Indeed, the quality and quantity of your information are the main factors to consider when approaching a problem with machine learning methods.

The simplest situation to manage is the one in which a large number of annotated data is available.

This information consists of a series of example cases in which you already know the answer you want, and which the machine can “study” to understand how to achieve the same solution, even in new cases never seen before.

Example data could be a set of recordings with transcription for a voice recognizer or photos with description for an image recognizer.

The harder is the problem, the more data you need.


This information can be collected by making direct field observations, or by applying human intelligence to the same problem.

If sufficiently varied and complete information is provided, the machine will find its own particular method to reach the solution, perhaps different from how a human would do, but often with equally correct results and undoubtedly faster times.

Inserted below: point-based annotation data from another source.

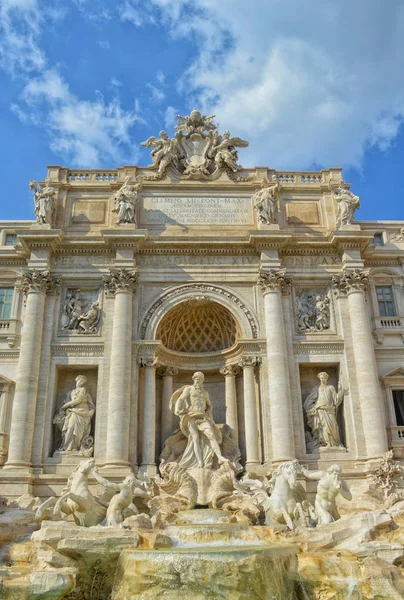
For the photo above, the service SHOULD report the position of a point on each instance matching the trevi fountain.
(201, 383)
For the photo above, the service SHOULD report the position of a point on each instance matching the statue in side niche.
(265, 201)
(125, 202)
(44, 198)
(74, 419)
(347, 205)
(192, 405)
(330, 485)
(88, 322)
(321, 407)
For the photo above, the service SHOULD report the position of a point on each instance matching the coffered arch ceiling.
(198, 325)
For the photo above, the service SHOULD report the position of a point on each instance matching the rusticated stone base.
(222, 573)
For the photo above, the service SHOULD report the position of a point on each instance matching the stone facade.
(192, 277)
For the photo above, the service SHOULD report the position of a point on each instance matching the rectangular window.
(386, 301)
(6, 297)
(398, 397)
(378, 239)
(11, 239)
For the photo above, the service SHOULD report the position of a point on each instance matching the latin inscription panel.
(187, 210)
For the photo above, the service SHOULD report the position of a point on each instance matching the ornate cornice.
(232, 370)
(274, 281)
(78, 350)
(165, 371)
(351, 281)
(120, 280)
(315, 348)
(34, 280)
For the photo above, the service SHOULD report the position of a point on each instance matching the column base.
(117, 465)
(253, 467)
(18, 466)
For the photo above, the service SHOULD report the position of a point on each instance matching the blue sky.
(313, 84)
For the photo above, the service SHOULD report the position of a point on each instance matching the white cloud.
(157, 95)
(86, 133)
(104, 44)
(307, 84)
(169, 117)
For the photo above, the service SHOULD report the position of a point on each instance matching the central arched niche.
(198, 325)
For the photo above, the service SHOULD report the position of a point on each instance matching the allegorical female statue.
(74, 419)
(321, 407)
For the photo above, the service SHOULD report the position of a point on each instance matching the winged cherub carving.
(225, 152)
(195, 123)
(166, 151)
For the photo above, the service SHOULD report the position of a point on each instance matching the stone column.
(167, 417)
(273, 283)
(4, 393)
(35, 285)
(230, 372)
(121, 283)
(149, 416)
(355, 283)
(250, 411)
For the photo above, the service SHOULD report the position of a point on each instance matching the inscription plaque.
(185, 210)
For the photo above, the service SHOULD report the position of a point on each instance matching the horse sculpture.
(77, 500)
(287, 499)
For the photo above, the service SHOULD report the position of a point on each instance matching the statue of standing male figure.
(321, 407)
(192, 405)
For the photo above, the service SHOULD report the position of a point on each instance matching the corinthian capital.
(351, 281)
(38, 281)
(232, 370)
(274, 281)
(250, 361)
(120, 280)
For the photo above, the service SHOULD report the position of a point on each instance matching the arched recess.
(158, 308)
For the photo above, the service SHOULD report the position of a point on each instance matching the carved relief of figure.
(313, 311)
(122, 501)
(225, 152)
(195, 123)
(322, 313)
(165, 153)
(347, 204)
(88, 322)
(330, 484)
(76, 310)
(43, 200)
(125, 202)
(192, 405)
(265, 201)
(75, 319)
(321, 407)
(74, 419)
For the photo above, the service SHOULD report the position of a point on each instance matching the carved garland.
(204, 288)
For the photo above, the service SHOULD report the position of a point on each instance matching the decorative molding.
(34, 280)
(274, 281)
(198, 287)
(230, 370)
(120, 280)
(351, 281)
(165, 371)
(77, 350)
(316, 348)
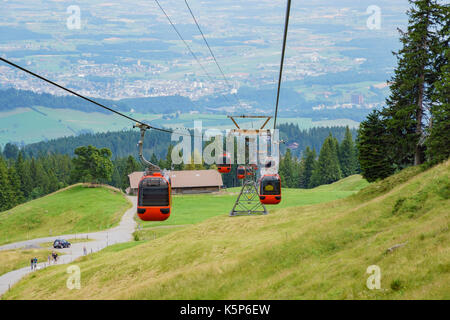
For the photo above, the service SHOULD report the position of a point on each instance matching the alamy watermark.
(74, 279)
(246, 147)
(74, 19)
(374, 280)
(374, 20)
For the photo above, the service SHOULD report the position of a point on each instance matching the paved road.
(98, 240)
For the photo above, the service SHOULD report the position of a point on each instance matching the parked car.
(61, 243)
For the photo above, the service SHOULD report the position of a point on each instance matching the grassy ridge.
(308, 252)
(190, 209)
(15, 259)
(76, 209)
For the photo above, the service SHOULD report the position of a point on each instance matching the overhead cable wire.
(286, 24)
(88, 99)
(187, 46)
(210, 50)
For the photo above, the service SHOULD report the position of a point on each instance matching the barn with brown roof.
(185, 181)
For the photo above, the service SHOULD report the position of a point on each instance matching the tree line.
(334, 162)
(414, 126)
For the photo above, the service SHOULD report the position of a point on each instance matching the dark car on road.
(61, 243)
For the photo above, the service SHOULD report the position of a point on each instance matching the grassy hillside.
(308, 252)
(15, 259)
(75, 209)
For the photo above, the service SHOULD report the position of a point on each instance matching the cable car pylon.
(248, 201)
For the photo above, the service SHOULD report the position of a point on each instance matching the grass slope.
(75, 209)
(190, 209)
(308, 252)
(16, 259)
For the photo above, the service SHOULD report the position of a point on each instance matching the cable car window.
(153, 192)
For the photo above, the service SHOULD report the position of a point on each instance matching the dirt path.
(98, 240)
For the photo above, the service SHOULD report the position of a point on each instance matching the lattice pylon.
(247, 202)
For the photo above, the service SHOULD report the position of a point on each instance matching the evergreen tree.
(14, 182)
(327, 169)
(438, 142)
(372, 147)
(411, 85)
(11, 151)
(5, 187)
(309, 160)
(287, 170)
(347, 157)
(22, 169)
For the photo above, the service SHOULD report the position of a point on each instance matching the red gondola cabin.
(154, 198)
(270, 189)
(240, 172)
(225, 167)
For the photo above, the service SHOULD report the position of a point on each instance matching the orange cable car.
(154, 198)
(270, 189)
(240, 172)
(225, 167)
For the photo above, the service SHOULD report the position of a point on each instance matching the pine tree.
(411, 85)
(438, 142)
(373, 158)
(347, 157)
(327, 169)
(5, 187)
(287, 170)
(16, 192)
(23, 171)
(309, 160)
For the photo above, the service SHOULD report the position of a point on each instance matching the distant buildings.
(357, 99)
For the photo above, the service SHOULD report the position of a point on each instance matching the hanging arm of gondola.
(150, 166)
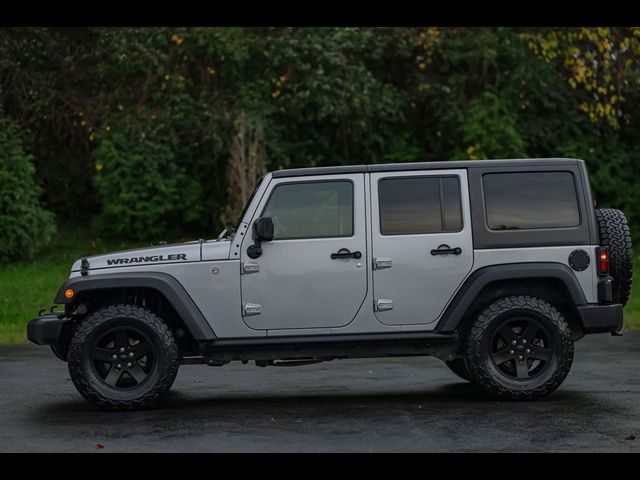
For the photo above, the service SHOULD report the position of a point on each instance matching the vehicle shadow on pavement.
(448, 397)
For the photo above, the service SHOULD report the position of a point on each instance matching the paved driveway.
(412, 404)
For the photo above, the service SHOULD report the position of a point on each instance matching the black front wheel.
(123, 357)
(519, 348)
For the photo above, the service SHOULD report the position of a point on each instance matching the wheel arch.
(109, 285)
(553, 282)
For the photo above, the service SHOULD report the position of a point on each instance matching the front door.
(313, 274)
(422, 243)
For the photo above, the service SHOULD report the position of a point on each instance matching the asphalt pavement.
(399, 405)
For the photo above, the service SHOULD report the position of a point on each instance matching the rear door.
(422, 243)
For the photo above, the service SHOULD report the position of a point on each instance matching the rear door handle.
(346, 253)
(446, 250)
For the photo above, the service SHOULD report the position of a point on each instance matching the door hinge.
(381, 262)
(382, 304)
(251, 309)
(249, 267)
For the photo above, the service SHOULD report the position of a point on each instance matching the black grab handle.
(346, 253)
(445, 250)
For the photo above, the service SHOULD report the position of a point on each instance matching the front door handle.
(346, 253)
(446, 250)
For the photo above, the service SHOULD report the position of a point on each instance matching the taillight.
(603, 260)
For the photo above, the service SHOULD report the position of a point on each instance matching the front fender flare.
(473, 285)
(164, 283)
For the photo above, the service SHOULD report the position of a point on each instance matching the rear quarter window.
(530, 200)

What to do if we don’t have these examples of problems with solutions? Even if we only have un-annotated data, there is still a lot to learn.

One thing the machine can do is find clusters of data which share similar characteristics.

For example, in a messy catalog of photos, those that show similar subjects could be grouped together, even if the machine is not able to assign a description to them by itself.

In addition, this can be a great way to assist people in data collection and annotation work, which can then be input to other algorithms for further analysis.

In conclusion, you never know what valuable secrets are hidden inside your data until you start digging.